Freestyle fixed gear is stunt riding on a fixie. It is an extreme sport where the stunts share elements from BMX, artistic cycling, dirt jumping, and trials. The flat ground style of tricks, similar to artistic cycling and flatland bmx, is called Trick-Track or Tarck. Street and park riding, that is more similar to BMX, is generally called FGFS (Fixed Gear Freestyle).

== History ==
Freestyle fixed gear riders style can be generally described as doing "BMX-style tricks on their fixed-gear bikes". The sport was "born from the fusion of freestyle BMX and track cycling". As early as 2007 people "started to see how rad they could get on a track bike, it started with skids and progressed from there." Fixed gear tricks are very impressive because they require riders to always be pedaling. A 2015 poll of international fixed gear riders found that 11.9% report the use of fixie for tricks.

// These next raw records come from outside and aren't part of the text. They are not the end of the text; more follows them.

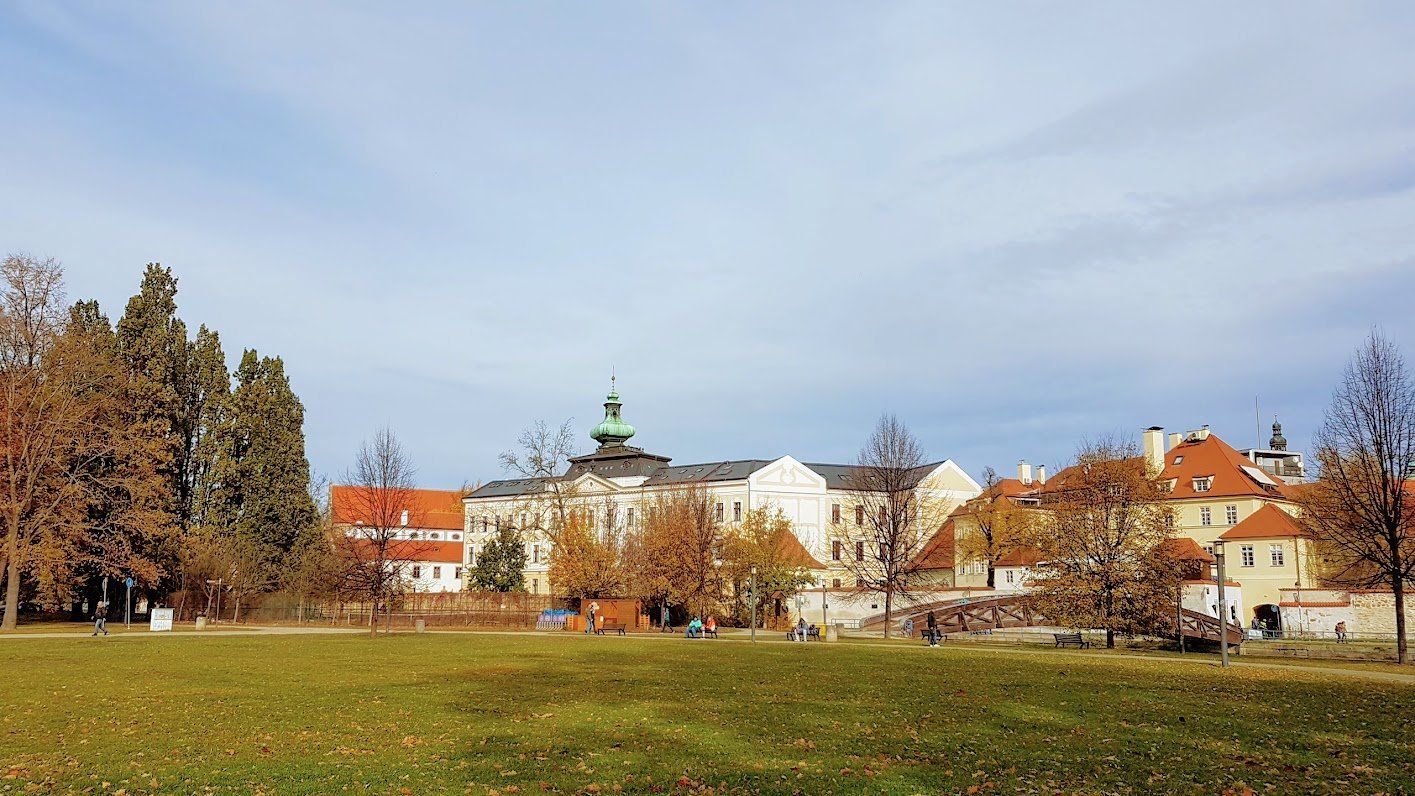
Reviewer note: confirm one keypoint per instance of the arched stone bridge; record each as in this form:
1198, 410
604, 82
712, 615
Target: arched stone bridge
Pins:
1012, 611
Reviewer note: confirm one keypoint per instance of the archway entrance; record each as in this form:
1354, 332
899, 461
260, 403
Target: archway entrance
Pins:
1268, 619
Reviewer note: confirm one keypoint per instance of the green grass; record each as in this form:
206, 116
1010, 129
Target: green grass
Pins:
446, 713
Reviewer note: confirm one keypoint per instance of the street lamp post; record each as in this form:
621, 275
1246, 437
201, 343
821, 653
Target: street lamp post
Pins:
1223, 605
753, 604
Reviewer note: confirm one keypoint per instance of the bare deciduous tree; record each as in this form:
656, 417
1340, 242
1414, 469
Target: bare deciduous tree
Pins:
991, 525
675, 553
1102, 542
896, 513
545, 455
377, 501
31, 308
1361, 511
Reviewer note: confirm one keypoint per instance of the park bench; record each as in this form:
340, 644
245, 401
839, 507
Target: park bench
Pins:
1071, 639
811, 634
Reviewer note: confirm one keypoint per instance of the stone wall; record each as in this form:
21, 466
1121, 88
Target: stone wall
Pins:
1376, 612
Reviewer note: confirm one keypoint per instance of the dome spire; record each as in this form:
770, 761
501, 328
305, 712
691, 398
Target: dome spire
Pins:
1278, 441
611, 431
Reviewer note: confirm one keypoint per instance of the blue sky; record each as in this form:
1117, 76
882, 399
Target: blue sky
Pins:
1012, 226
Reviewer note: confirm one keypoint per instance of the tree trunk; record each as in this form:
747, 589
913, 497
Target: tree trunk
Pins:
1398, 587
12, 591
889, 610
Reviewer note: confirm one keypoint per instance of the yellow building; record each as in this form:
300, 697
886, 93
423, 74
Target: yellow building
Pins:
1217, 494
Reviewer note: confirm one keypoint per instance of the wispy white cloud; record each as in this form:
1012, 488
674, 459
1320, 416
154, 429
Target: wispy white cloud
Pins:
1015, 229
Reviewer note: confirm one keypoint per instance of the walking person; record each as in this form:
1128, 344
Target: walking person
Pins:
101, 619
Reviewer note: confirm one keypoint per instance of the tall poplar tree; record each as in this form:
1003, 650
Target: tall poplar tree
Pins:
152, 344
262, 491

The earliest bicycle tricks were done on fixed-gear bicycles, with motion pictures evidence as early as 1899. However, most modern disciplines of freestyle cycling utilize a freewheel type mechanism; a notable exception is artistic cycling riders also still uses a fixed-gear bicycle. The fixed connection between rider and wheel enables stunts that are difficult or impossible with a freewheel. The most basic trick called a trackstand is generally done only by riders on fixed-gear bikes.

Bicycle messenger culture in the late 20th century and early 21st century is a major influence to freestyle on fixed-gear bikes. Fixed gears date to the mid-19th century, and bike messengers in New York have long found them to be dependable and practical machines for tough city streets. But it is only in the past few years that riders, inspired mostly by skateboarding and BMX, began to push the limits of doing tricks on a fixed-gear bike. The sport has mostly stayed underground, however, the mainstream Hollywood movies Quicksilver (1986) and Premium Rush (2012) contain stunts done by bicycle messenger characters using a fixed-gear bicycle "showing off stunts and deviant riding".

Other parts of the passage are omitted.